Looking for his next project in what he surely presumed would be a lengthy and important career, Bőÿe—who had expressed his desire to become a naturalized citizen—took a position as an engineer on the Chesapeake and Ohio Canal. Working on an aqueduct being built at the confluence of the Monocacy and Potomac Rivers where the conditions fostered fevers and disease, he was often ill. Bőÿe died on March 20, 1830, probably in Georgetown, D.C.
In creating Virginia’s first official state map, John Wood and Herman Bőÿe did not just create the foundation for constructing canals, bridges, and turnpikes that connected Virginians throughout the state, developed commercial markets, and extended westward population expansion. These two remarkable—and very different—cartographers created a work of art.
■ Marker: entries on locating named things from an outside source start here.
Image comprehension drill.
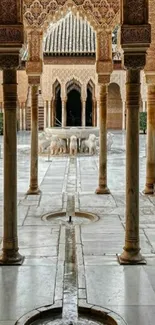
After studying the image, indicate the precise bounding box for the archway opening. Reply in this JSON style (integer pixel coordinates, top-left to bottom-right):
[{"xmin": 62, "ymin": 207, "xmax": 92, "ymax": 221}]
[
  {"xmin": 54, "ymin": 81, "xmax": 62, "ymax": 127},
  {"xmin": 67, "ymin": 89, "xmax": 82, "ymax": 126},
  {"xmin": 107, "ymin": 83, "xmax": 123, "ymax": 130}
]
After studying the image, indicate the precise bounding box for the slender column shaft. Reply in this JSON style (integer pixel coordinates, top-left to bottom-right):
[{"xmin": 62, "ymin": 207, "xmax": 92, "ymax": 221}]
[
  {"xmin": 23, "ymin": 103, "xmax": 26, "ymax": 130},
  {"xmin": 97, "ymin": 100, "xmax": 100, "ymax": 128},
  {"xmin": 144, "ymin": 84, "xmax": 155, "ymax": 194},
  {"xmin": 122, "ymin": 101, "xmax": 125, "ymax": 130},
  {"xmin": 96, "ymin": 84, "xmax": 110, "ymax": 194},
  {"xmin": 51, "ymin": 99, "xmax": 55, "ymax": 127},
  {"xmin": 44, "ymin": 100, "xmax": 48, "ymax": 129},
  {"xmin": 48, "ymin": 101, "xmax": 51, "ymax": 128},
  {"xmin": 143, "ymin": 100, "xmax": 146, "ymax": 112},
  {"xmin": 61, "ymin": 99, "xmax": 66, "ymax": 128},
  {"xmin": 0, "ymin": 70, "xmax": 23, "ymax": 264},
  {"xmin": 82, "ymin": 100, "xmax": 86, "ymax": 127},
  {"xmin": 27, "ymin": 85, "xmax": 40, "ymax": 194},
  {"xmin": 19, "ymin": 104, "xmax": 23, "ymax": 130},
  {"xmin": 119, "ymin": 69, "xmax": 143, "ymax": 264}
]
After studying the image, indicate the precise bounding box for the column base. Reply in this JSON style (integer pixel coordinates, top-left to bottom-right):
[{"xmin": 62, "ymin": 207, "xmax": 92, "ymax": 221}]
[
  {"xmin": 117, "ymin": 250, "xmax": 146, "ymax": 265},
  {"xmin": 143, "ymin": 184, "xmax": 154, "ymax": 195},
  {"xmin": 0, "ymin": 250, "xmax": 25, "ymax": 266},
  {"xmin": 26, "ymin": 187, "xmax": 41, "ymax": 195},
  {"xmin": 95, "ymin": 186, "xmax": 110, "ymax": 194}
]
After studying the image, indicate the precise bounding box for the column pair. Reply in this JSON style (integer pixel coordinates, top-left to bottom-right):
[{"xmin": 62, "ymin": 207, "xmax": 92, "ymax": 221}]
[
  {"xmin": 27, "ymin": 77, "xmax": 40, "ymax": 195},
  {"xmin": 0, "ymin": 67, "xmax": 23, "ymax": 265},
  {"xmin": 144, "ymin": 74, "xmax": 155, "ymax": 194}
]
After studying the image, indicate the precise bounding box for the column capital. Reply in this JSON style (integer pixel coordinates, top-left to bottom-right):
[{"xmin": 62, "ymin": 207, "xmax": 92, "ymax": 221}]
[
  {"xmin": 28, "ymin": 75, "xmax": 40, "ymax": 86},
  {"xmin": 145, "ymin": 72, "xmax": 155, "ymax": 85},
  {"xmin": 97, "ymin": 74, "xmax": 110, "ymax": 86}
]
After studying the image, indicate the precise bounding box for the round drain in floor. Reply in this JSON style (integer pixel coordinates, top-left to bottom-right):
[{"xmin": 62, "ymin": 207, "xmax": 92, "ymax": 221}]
[
  {"xmin": 42, "ymin": 211, "xmax": 99, "ymax": 225},
  {"xmin": 31, "ymin": 317, "xmax": 111, "ymax": 325},
  {"xmin": 15, "ymin": 304, "xmax": 127, "ymax": 325}
]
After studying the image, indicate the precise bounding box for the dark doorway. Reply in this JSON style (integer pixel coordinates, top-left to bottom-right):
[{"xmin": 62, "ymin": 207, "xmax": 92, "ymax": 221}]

“Mapping the Commonwealth” presents examples from 40 manuscript maps that highlight the painstaking task of creating Virginia’s first official state map. Combining art and science, these surveys attest to the dedication, skill, and stamina of surveying teams who worked without the benefit of GPS and today’s technology. Correspondence and other documents related to the map’s publication, as well as copperplates — printing plates used for engraving — will also be displayed in the exhibition.